Despite speculation to the contrary, the U.S. government has decided not to brand China a currency manipulator. After seeking truth from facts, the United States has chosen a direction that will benefit the two economies and the world at large.
In a semiannual report to the U.S. Congress published late Friday, the Treasury Department declared that no major trading partner of the U.S., including China, was manipulating its currency.
While it is a sharp reversal from the rhetoric of U.S. President Donald Trump's campaign trail, nearly three months into his presidency, this different tone chimes with a more realistic view of China's currency.
It shows his tough talk on China was only campaign rhetoric, said Wei Benhua, a senior researcher at Chongyang Institute for Financial Studies at Renmin University.
Economists have argued that China currently does not merit the label of currency manipulator, and the Chinese currency, RMB, has been at equilibrium level in recent years.
The Treasury uses three measures to decide if a country is being manipulated: whether the country runs a sizeable surplus in trade with America; whether its current-account surplus exceeds 3 percent of GDP; and whether it spends more than 2 percent a year to buy foreign assets to suppress the value of its currency.
China only meets the first criteria by running over 20 billion U.S. dollars of trade surplus with the United States, said Zhu Jianfang, chief economist with the Citic Securities.
China has spared no efforts to keep the RMB at a stable level over the past few years; exactly the opposite of currency manipulation, he added.
Over the last decade, China's effective exchange rate has appreciated more than any other major currency, rising more than 40 percent, said David Dollar, a senior fellow at the Brookings Institution.
Brad Setser, a researcher with the Council on Foreign Relations, noted that the RMB exchange rate is now close to equilibrium. He expects the RMB will remain stable at the current level with China's current account surplus and its efforts to deal with capital outflows.
The U.S. administration's new stance on the currency issue was likely influenced by the recent meeting of the leaders of the two countries in Florida, where they were able to better understand each other, said Zhao Xijun, a finance professor with Renmin University.
With the currency spat subduing, economists said the chance of a trade war between the world's two largest economies will be slim at most.
"The possibility of a trade war could be ruled out as the U.S. government has dropped the manipulator claim, " Zhu Jianfang said, adding the two countries have huge space for cooperation, which is good for both sides.

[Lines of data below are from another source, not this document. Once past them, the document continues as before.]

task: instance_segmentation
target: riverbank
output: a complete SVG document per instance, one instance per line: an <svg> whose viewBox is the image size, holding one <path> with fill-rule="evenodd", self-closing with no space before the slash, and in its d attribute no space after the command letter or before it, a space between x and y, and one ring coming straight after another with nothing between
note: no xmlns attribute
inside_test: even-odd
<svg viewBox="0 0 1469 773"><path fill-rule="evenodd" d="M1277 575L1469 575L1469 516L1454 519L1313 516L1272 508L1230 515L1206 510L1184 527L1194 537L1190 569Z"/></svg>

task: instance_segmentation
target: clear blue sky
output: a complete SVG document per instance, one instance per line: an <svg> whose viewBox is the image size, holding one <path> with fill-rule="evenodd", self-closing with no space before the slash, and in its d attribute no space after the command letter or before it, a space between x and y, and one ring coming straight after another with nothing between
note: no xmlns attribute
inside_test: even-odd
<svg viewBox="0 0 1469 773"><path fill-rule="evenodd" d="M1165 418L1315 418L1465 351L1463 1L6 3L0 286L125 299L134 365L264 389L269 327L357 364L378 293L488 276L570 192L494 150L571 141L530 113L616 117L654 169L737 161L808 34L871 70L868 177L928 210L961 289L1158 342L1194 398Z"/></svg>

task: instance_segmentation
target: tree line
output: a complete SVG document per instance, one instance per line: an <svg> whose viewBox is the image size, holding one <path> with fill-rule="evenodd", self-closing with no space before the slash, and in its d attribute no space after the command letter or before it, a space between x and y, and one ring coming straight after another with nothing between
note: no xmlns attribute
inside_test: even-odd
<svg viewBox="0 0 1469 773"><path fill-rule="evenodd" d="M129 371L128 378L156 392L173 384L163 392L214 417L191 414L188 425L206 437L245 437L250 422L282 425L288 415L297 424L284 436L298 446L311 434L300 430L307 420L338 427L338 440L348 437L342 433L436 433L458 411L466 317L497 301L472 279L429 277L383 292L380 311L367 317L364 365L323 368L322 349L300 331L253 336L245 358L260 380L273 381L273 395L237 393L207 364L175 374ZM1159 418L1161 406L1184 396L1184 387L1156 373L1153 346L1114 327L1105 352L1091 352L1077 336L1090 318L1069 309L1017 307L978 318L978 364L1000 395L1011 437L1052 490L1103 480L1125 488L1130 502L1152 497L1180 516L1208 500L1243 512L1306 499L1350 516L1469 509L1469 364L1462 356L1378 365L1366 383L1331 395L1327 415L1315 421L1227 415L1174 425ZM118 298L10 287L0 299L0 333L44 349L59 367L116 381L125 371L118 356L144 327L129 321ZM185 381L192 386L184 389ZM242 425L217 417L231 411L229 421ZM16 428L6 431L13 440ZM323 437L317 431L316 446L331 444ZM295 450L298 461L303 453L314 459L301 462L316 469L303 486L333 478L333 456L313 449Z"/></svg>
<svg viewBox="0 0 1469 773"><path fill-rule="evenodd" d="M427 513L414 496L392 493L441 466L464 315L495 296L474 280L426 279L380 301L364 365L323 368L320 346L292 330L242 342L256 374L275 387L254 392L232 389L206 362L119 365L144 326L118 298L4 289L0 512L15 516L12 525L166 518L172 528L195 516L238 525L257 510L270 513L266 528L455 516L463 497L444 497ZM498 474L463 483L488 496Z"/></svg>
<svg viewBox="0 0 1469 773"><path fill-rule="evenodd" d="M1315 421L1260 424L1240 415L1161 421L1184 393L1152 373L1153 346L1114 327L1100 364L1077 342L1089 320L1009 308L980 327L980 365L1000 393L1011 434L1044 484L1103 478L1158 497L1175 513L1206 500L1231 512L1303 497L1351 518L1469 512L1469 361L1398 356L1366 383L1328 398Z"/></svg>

"It would be hard for me to imagine a full on trade war between the U.S. and China as it would be too damaging to the two greatest economies in the world, and it could easily pull the rest of the world into the biggest recession we will ever see," said John Ling, president of the Council of American States in China.

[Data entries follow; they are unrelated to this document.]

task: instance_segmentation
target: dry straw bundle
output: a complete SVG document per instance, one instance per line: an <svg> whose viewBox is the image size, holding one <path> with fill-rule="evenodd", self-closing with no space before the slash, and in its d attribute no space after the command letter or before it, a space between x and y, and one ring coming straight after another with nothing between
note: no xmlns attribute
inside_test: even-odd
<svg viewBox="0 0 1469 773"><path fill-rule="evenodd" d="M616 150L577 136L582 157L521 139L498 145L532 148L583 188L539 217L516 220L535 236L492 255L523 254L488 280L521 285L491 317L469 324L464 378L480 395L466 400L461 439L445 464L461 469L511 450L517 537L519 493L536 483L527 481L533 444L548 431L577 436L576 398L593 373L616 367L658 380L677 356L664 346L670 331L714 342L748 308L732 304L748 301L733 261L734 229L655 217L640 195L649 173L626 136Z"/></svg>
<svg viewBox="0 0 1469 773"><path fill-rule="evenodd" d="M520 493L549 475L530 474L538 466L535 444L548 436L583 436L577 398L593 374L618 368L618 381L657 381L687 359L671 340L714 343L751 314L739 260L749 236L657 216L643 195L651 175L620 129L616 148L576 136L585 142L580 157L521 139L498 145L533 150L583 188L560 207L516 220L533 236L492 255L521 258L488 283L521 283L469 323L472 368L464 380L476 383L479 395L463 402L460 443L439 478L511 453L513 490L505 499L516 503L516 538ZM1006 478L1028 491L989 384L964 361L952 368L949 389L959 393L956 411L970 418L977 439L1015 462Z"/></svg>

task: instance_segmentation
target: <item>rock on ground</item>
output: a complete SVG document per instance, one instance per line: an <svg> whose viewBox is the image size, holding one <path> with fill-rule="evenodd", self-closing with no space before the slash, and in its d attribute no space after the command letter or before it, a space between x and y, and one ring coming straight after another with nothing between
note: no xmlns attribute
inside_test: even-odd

As many of the new U.S. cabinet members have experience in the private sector working with China, he said, it was a positive sign that there would be disputes and issues, but both sides will try to maintain a relationship that will benefit the citizens in both countries.
Economists also foresee that the news will help keep the RMB stable.

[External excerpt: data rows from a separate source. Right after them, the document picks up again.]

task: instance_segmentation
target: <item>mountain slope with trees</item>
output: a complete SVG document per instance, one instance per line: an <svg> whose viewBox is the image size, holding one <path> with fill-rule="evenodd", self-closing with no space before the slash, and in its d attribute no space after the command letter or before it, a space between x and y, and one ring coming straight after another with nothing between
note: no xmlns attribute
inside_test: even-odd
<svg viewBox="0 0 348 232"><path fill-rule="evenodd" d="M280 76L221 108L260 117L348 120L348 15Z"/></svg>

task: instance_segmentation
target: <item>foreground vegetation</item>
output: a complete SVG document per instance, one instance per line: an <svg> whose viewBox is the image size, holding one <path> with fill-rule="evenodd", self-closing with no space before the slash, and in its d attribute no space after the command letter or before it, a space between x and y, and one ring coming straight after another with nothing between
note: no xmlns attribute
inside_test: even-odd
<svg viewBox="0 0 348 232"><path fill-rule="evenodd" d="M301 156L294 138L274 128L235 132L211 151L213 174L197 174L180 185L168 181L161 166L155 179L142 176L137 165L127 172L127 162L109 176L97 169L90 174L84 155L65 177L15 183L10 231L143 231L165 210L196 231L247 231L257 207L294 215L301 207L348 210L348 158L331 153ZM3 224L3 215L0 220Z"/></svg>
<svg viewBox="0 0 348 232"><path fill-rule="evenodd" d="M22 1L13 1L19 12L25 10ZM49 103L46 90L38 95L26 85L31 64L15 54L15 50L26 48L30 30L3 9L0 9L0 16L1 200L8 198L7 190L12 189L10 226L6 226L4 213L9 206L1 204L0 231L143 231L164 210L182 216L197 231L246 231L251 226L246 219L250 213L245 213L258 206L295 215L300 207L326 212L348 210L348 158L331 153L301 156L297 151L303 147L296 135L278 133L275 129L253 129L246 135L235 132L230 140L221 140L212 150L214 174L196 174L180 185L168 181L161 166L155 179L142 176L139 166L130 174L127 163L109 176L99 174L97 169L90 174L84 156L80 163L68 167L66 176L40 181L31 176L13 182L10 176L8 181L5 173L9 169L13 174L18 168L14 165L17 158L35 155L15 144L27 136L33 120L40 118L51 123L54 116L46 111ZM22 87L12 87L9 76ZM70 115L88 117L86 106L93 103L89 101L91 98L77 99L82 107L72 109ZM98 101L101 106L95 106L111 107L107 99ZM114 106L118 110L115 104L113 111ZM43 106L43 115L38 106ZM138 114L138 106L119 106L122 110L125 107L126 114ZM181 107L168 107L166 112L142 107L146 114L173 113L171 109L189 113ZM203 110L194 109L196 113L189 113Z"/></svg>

It seems the market was given a stable expectation for the RMB trading and big fluctuations of the RMB will not occur, as the market could always be greatly influenced by significant government talks, Zhao Xijun said.
Observers also said the RMB's exchange rate is essentially decided by China's economic fundamentals which currently do not warrant a weaker RMB.
Thanks to China's consistent efforts to allow the market to decide the exchange rates, the International Monetary Fund declared the RMB as no longer undervalued in 2015.
Under Obama administration, the Treasury also dropped its previous assessment that the RMB was "significantly undervalued".